Accepted for/Published in: Journal of Medical Internet Research
Date Submitted: Jun 30, 2025
Date Accepted: Nov 25, 2025
The Ethics of Leveraging Routinely Collected Patient Data for AI Development: A mixed methods study
ABSTRACT
Background:
Routinely collected patient data offers great potential for medical research and the development of artificial intelligence (AI) tools. However, because this data is primarily gathered for clinical care rather than research, it often lacks the quality needed for AI training, raising both methodological and ethical concerns. While previous studies have reviewed the ethical implications of both routinely collected patient data and AI separately, their intersection, where AI is applied to such data, remains largely unexplored.
Objective:
This paper addresses the ethical challenges that arise at the intersection of routinely collected patient data and AI development, an area that has received limited attention despite its growing significance.
Methods:
This study used a mixed-methods approach, combining a scoping literature review with a systematic search and two stakeholder workshops conducted as part of the LEAPfROG project. The workshops followed the ‘Guidance Ethics Approach’ and focused on the ethical implications of using routinely collected patient data in AI-driven research, with a case study on an AI-based clinical decision-support system for detecting drug-induced acute kidney injury.
Results:
Findings from the literature and stakeholder discussions point to the risk of decontextualization when routinely collected patient data is reused for AI-driven research, which can result in harm and reduced clinical relevance.

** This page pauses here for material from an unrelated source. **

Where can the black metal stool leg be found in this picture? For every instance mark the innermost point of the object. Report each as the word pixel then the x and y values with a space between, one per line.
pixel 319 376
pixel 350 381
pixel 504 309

The concept of clinical tropism, identified in the literature, describes how AI systems may reinforce existing clinical norms rather than generate new insights. Stakeholders expressed related concerns about generic model outputs and emphasized the ethical importance of clearly defining and agreeing on the purpose of reuse data to foster trust among patients, clinicians, and researchers.
Conclusions:
We argue that responsible AI development requires explicit attention to how routinely collected patient data is interpreted, mobilized, and governed in practice. Rather than relying on top-down regulation or fixed ethical principles, we advocate for stakeholder-centered and stakeholder-led approaches. These approaches should involve those most affected by the specific use case at hand, including patients, clinicians, and data custodians, in shaping the purpose, risks, and benefits of data use for AI development.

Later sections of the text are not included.